Here, I will give an overview of the kinds of randomness we introduce and how we leverage this randomness in both unit tests and large scale system tests. A key part of our strategy is the ability to validate the results of these random operations using a Spanner emulator and Spanner’s strong consistency guarantees.

Playing Dice

In randomized tests, we mutate Spanner databases with random transactions, which comprise inserts, updates, and/or deletes performed using the write API or DML statements. Transactions can also contain reads and/or SQL queries. We model transactions as a sequence of actions, and use modular action generators to assemble a transaction from a sequence of randomly generated actions.

The most complex action generator is the Random Query Generator (RQG), which generates random SQL queries and DML statements in the subset of GoogleSQL supported by Cloud Spanner. The RQG uses reflection on the database schema to understand the functions, operators, types and relationships between tables, so the vast majority of statements it generates are valid (i.e., this is not a fuzz tester). Reads and writes are generated using simpler generators that read and/or mutate random columns of randomly selected rows with random values.

The random rows and values used in these actions are selected using a Random Data Generator (RDG), which can pick “interesting” values for the operations. We would like the majority of transactions to succeed, but since both the schema and the kind of operation impose constraints on what values are acceptable, completely random values would cause many transactions to fail. For example, an Update mutation requires that the row already exists, so the write generator will ask the RDG for the key of an existing row for use in these mutations. Similarly, choosing a value for a column for which there is a UNIQUE INDEX requires that the value not exist in any other row. The RDG extracts a set of constraints from the schema, the actions in the transaction, and a sample/range of the current table contents, then uses a constraint solver (CVC4) to compute a set of values satisfying the constraints (if possible), falling back on random values if a solution cannot be found within a deadline.

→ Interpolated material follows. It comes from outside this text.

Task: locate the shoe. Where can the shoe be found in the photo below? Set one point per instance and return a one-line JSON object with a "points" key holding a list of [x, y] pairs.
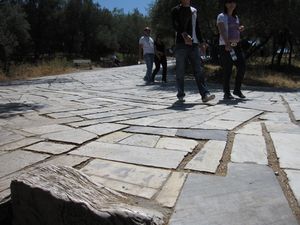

In addition to random transactions, we also generate random schema changes using a Random Schema Generator (RSG). Tests start with a fixed schema. Periodically, the RSG takes the current schema and produces a series of random modifications to it, e.g., adding/dropping tables/columns/indexes, adding/dropping check/foreign key constraints, or modifying various schema options. The change statements themselves are usually valid, but may fail depending on the contents of the database (e.g., adding a unique index requires the indexed values already be distinct).

Finally, we also generate API calls to change the partitioning and/or replication of the tables in a random way. This should not affect any read/query results, but much of the complexity of executing transactions on Spanner results from the distribution of the data across multiple servers and the resulting coordination necessary to provide a single system image, so such changes are interesting, especially in larger system tests.

Knowing Right from Wrong

Simply running random transactions may uncover bugs that cause servers to crash or return unexpected errors, but ideally we would like to know that the results of reads and queries are consistent with the preceding sequence of mutations (our users are certainly counting on this). The relatively weak consistency model provided by most distributed databases makes this a challenging problem. By contrast, Spanner always provides external consistency: every transaction has a timestamp, and reads/queries at a timestamp will reflect all committed transactions up to that timestamp. This property allows us to validate read/query results efficiently, as we will explain below.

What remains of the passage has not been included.